[Mimedefang] redundancy in mimedefang

Dave Ellenberger dave at nofuture.ch
Mon Oct 6 05:21:01 EDT 2003


On Mon, 6 Oct 2003 00:12:35 -0600 (MDT), Lucas Albers wrote
> Considering this situation:
> Two installations of mimedefang configured as incoming mx servers 
> for a mail domain, configured to relay mail to some internal mail server.
> M1 and M2 are their names.
> 
> Fault Tolerance:
> M1 is down, then all mail is routed through M2.
> Based on clients point to the next mail server on the mx record.
> If M1 dies anything on the ramdisk spool is lost.
> How to prevent this?
> How to prevent any mail from every being lost, even if 1 of the cluster
> dies?
> Set up seperate mail spools? A disk spool and ramdisk spool?
> Synchronize the ramdisk to disk?
> 
> Ramdisk is being used for performance requirements.

Hi Lucas,

Mails queued by sendmail's mta are usually located in /var/spool/mqueue on
disk, not in /var/spool/MIMEDefang where the ramdisk is located. The remote
MTA will resend the email if the mimedefang scanners go down while recieving.
The mail will be recieved delayed, but it will not be lost.
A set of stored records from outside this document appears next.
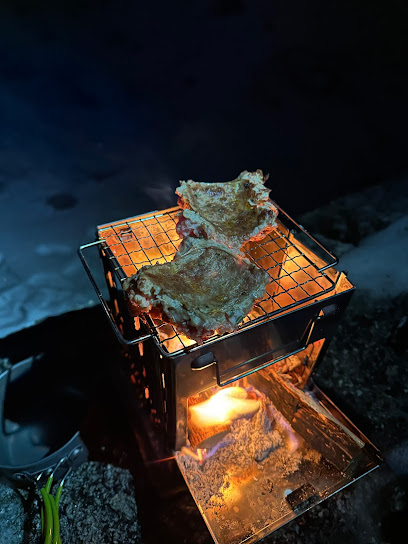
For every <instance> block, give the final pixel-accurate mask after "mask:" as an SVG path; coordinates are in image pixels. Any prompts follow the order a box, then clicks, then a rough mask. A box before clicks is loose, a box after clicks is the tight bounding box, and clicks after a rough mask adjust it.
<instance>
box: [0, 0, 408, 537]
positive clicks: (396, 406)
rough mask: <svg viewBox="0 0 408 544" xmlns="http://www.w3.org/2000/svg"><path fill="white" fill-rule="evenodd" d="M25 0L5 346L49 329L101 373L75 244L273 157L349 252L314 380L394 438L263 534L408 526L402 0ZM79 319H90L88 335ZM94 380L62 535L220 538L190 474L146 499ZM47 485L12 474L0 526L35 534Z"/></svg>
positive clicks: (364, 533) (96, 310)
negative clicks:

I suggest that you create a directory outside the ramdisk to store the data
you don't want to lose (if you have not yet). Example: /var/state/defang, and
changed the home of the defang user in /etc/passwd to this.
If you are using quarantine, set the var $QuarantineDir to where the
quarantine mails should be stored (outside the ramdisk...), Example:
$QuarantineDir = "/var/state/defang/quarantine/virus";

> Bayes Database:
> How to share the bayes database between the systems?

On my defang machine sa learns about 5'000 spams and more than 10'000 hams a
day. I see no need to share the database on busy defang servers. The suggested
bayes database size of max 10MB is reached with about 5'000-10'000 ham/spams.

Maybe if both servers really have low amounts of mails to learn rsync or
intermezo could do it. The real easy way would be NFS, but the redundancy will
be lost again if the NFS server is not aviable. I suggest you just keep it
simple so it stays stable in redundancy and such.